また、その矢先に最高裁のカルロス・ザニン判事が連邦総弁護庁(AGU)からの要望に応え、17分野の企業や小規模の市に適用されていたデゾネラソンの2027年までの延長を差し止めた。これにより、昨年からデゾネラソンに強く反対していたルーラ大統領の意向通りとなったが、上院では「議員の意向を無視した」として反発が高まっていた。
この会談での最優先課題となるのはデゾネラソンだ。ザニン判事の判断は最高裁の全体審理にかけられたが、ザニン判事に有利な状態で投票が中断され、司法判断は有効のまま保たれた。仮に再開されても、撤回は困難な状況だ。
その上、ハダジ財相がフォーリャ紙(2)のインタビューで「連邦議会も財政責任を負うべきだ」と発言し、上議らの強い反感を買っている。
ハダジ財相は4月29日、「連邦議会との対話は非常にうまく行っており、パシェッコ議長は引き続き同盟者」と語る一方で、デゾネラソンが受けられなくなる分野の企業に対する段階的な代案を提案し始めようとしている。同財相は財政確保の必要性を改めて主張し、「財源が得られなければ3年以内にまた年金改革を行わなければならなくなる」(3)とも語っている。
連邦政府にはデゾネラソン以外にも危惧している要素がある。それは、保守派が推進する「薬物所持の刑罰化」や別名「キンケニオ」と呼ばれている憲法改正法案(PEC)など、ルーラ政権が嫌がる法案の審議を上院が進めようとしているからだ。
キンケニオ(4)は、裁判官や検察官、州や市も含めた会計検査官、連邦警察や連邦道路警察の警察官、AGU構成員、州や連邦直轄区の司法官などに対し、5年毎に5%の給与調整を行う法案だ。連邦政府は予てから、この法案に全面的に反対しているが、同法案は既に、上院の憲法司法委員会で承認済みだ。

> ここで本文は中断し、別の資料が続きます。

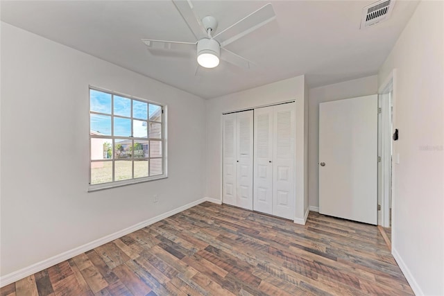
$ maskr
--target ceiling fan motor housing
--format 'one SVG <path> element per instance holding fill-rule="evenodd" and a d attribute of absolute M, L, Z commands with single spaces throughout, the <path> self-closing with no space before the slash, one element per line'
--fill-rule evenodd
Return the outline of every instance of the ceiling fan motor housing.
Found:
<path fill-rule="evenodd" d="M 203 38 L 197 42 L 197 55 L 210 53 L 216 57 L 221 56 L 221 46 L 214 39 Z"/>

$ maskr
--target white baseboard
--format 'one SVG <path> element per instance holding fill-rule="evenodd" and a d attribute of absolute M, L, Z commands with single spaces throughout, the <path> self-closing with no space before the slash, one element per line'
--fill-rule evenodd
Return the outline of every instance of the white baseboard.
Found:
<path fill-rule="evenodd" d="M 214 204 L 222 204 L 222 200 L 216 200 L 216 198 L 204 198 L 204 200 L 207 202 L 213 202 Z"/>
<path fill-rule="evenodd" d="M 305 225 L 307 222 L 307 217 L 308 217 L 308 214 L 309 213 L 309 210 L 307 208 L 307 211 L 305 211 L 305 214 L 304 214 L 304 218 L 295 218 L 293 222 L 296 224 L 300 224 L 301 225 Z"/>
<path fill-rule="evenodd" d="M 402 260 L 402 258 L 401 258 L 401 256 L 400 256 L 399 253 L 398 252 L 398 251 L 396 251 L 396 249 L 393 247 L 393 245 L 391 248 L 391 254 L 393 255 L 393 258 L 395 258 L 395 260 L 396 260 L 396 263 L 401 269 L 401 271 L 404 274 L 405 279 L 409 282 L 409 284 L 410 285 L 411 290 L 413 290 L 415 295 L 423 295 L 424 293 L 422 293 L 422 290 L 421 290 L 419 285 L 415 280 L 415 278 L 411 275 L 411 272 L 410 272 L 410 270 L 405 264 L 405 262 L 404 262 L 404 260 Z"/>
<path fill-rule="evenodd" d="M 308 208 L 310 209 L 310 211 L 319 213 L 319 207 L 309 206 Z"/>
<path fill-rule="evenodd" d="M 307 208 L 307 211 L 305 211 L 305 215 L 304 215 L 304 225 L 307 223 L 307 218 L 308 218 L 308 214 L 310 214 L 310 208 L 309 207 Z"/>
<path fill-rule="evenodd" d="M 94 247 L 97 247 L 100 245 L 112 241 L 114 239 L 126 236 L 126 234 L 129 234 L 131 232 L 134 232 L 136 230 L 139 230 L 148 225 L 151 225 L 151 224 L 155 223 L 156 222 L 160 221 L 161 220 L 170 217 L 205 201 L 218 203 L 217 200 L 204 198 L 190 202 L 187 204 L 183 205 L 182 207 L 179 207 L 177 209 L 174 209 L 171 211 L 167 211 L 166 213 L 156 216 L 155 217 L 153 217 L 135 225 L 130 226 L 129 227 L 125 228 L 124 229 L 119 230 L 106 236 L 103 236 L 101 238 L 96 239 L 83 245 L 80 245 L 80 247 L 75 247 L 74 249 L 64 252 L 62 254 L 59 254 L 58 255 L 56 255 L 47 259 L 41 261 L 40 262 L 37 262 L 30 266 L 22 268 L 21 270 L 3 275 L 3 277 L 0 277 L 0 287 L 3 287 L 6 285 L 9 285 L 11 283 L 33 275 L 35 272 L 38 272 L 43 270 L 44 269 L 48 268 L 56 264 L 58 264 L 60 262 L 63 262 L 65 260 L 92 250 Z"/>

同法案原案は裁判官と検察官、司法官のみを対象としていたが、委員会審議の過程で対象が拡大。承認されれば2026年までに820億レアルを要する可能性が出てくる爆弾法案だ。
会談では「州による負債の再編成」や「議員割当金」も話し合われる見込みだ。前者では、2025~30年にかけての返済利子を低く抑える代わり、州側には高校課程の技術校入学者増加などの教育への投資が求められているが、それを他の分野に変えることを希望している州がある。
後者は、連邦議会が560億レアルの議員割当金を求めたのに対し、ルーラ氏が200億レアル分に拒否権を行使し、360億レアルまでしか認めなかったことに関する交渉だ。
大統領拒否権に関する審議は税制改革に関する規制法案提出などで延期された(5)が、政府が早期承認を望んでいる車の強制保険復活法案審議も延期されるなど、政府と議会の駆け引きが続いている。